27. Read: ‘indefessus (or indefessi)’ – ‘tirelessly with God’s grace’. See also letter 136, n. 28.
a. Lees: ‘good (in the sense of being prudent) that ...’.
29. Mr van Gogh’s expression ‘I never despair’ is frequently quoted; it could have been derived from hymn 56:1 and hymn 56:9.
31. These three references to Jules Michelet were all taken from his L’oiseau. The first refers to a translation of a poem by Rückert which appears in the chapter ‘Suite des migrations. L’hirondelle’. The second is part of the chapter ‘Le chant’. The last was taken from the title of the chapter ‘Le rossignol, l’art en l’infini’ (Michelet 1861, pp. 152-153, 196-204 and 243-253, respectively). Van Gogh copied ‘L’hirondelle’ and ‘Le rossignol’ into one of the poetry albums; see Pabst 1988, pp. 14-16.
32.Les aspirations de l’automne’ is the title of a chapter in Michelet’s L’amour and ‘Je vois d’ici une dame’ the beginning of a passage within that chapter (see letter 14, n. 19). Van Gogh had copied the piece earlier, both for his brother – in letter 14 and in a poetry album – and for Annie Slade-Jones, his former landlady in London; see Pabst 1988, pp. 22, 65.
33. ‘J’aimais cette petite ville singulière’ has been taken from Michelet’s La mer (1861), book 1, ‘Un regard sur les mers’, chapter 2, ‘Plages, grèves et falaises’, which describes the pleasant seaside town of Granville in Normandy. Ed. Paris 1861, pp. 13-20 (quotation on p. 14). This also occurs in a poetry album made for Theo, as well as on a loose sheet containing several texts (see RM5). See Pabst 1988, pp. 13, 87. In La mer, Michelet describes in a lyrical, discursive manner the relationship between man and the sea.
36. Biblical.
39. This conviction was inspired in part by Mr van Gogh, who urged Vincent to seek human society in order to improve his social skills. See letter 141, l. 55.
40. This pronouncement can be traced to a conversation Van Gogh had with the Rev. Gagnebin; see letter 142.
41. Robinson Crusoe is the protagonist of Daniel Defoe’s novel The life and strange surprising adventures of Robinson Crusoe of York, mariner (1719), the story of a man who lived for years in isolation on a tropical island. His physical and moral survival is due to his strength of mind and resourceful nature.
42. Van Gogh is perhaps referring to the native Friday, Robinson Crusoe’s companion during his last years on the island.
44. Regarding the conscience as a gift of God, see letter 133, n. 12.
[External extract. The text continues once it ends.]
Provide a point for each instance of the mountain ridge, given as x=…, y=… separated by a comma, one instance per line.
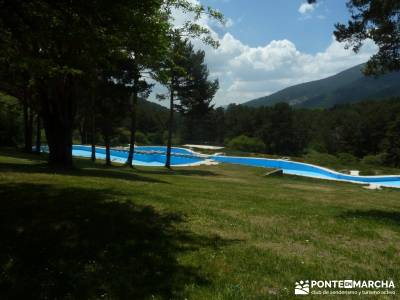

49. ‘(Let us) raise our hearts on high’. An old liturgical exclamation uttered upon the elevation of the Eucharist; cf. Lam. 3:41, ‘Nun levemus corda nostra cum manibus ad Dominum in caelos’. ‘Sursum corda’ was Thomas Moore’s motto. Cf. also hymn 43, ‘Hoog, omhoog, het hart naar boven’ (Raise, on high, our hearts to the heavens) and Pabst 1988, p. 62.
54. Vincent must have sent this letter to Theo’s temporary address. The sales trip lasted for several weeks: Theo had already visited Amsterdam, Utrecht and Rotterdam before 4 April, but by 19 April the trip had evidently come to an end. In this period Theo paid Vincent a second visit (FR b1085, H.G. Tersteeg to Theo, 4 April, and FR b975).
55. See letter 141 with regard to August Carel Adler’s Sunday school in Barndesteeg. Mr van Gogh was not very enthusiastic about Vincent’s attachment to the Sunday school; over a week later he wrote to Theo: ‘I received a detailed letter from Vincent. He wanted so much to continue with that Sunday school, but even though I allowed him not to break it off so abruptly, I seriously advised him yet again to distance himself from it, in view of the great amount of work required by his studies and because of the danger of putting his heart into an activity of secondary importance and neglecting the main issue. Did you visit him? And how did you find him? We heard from the Strickers that they had once again been delighted to have him stay with them’ (FR b974, 12 April 1878).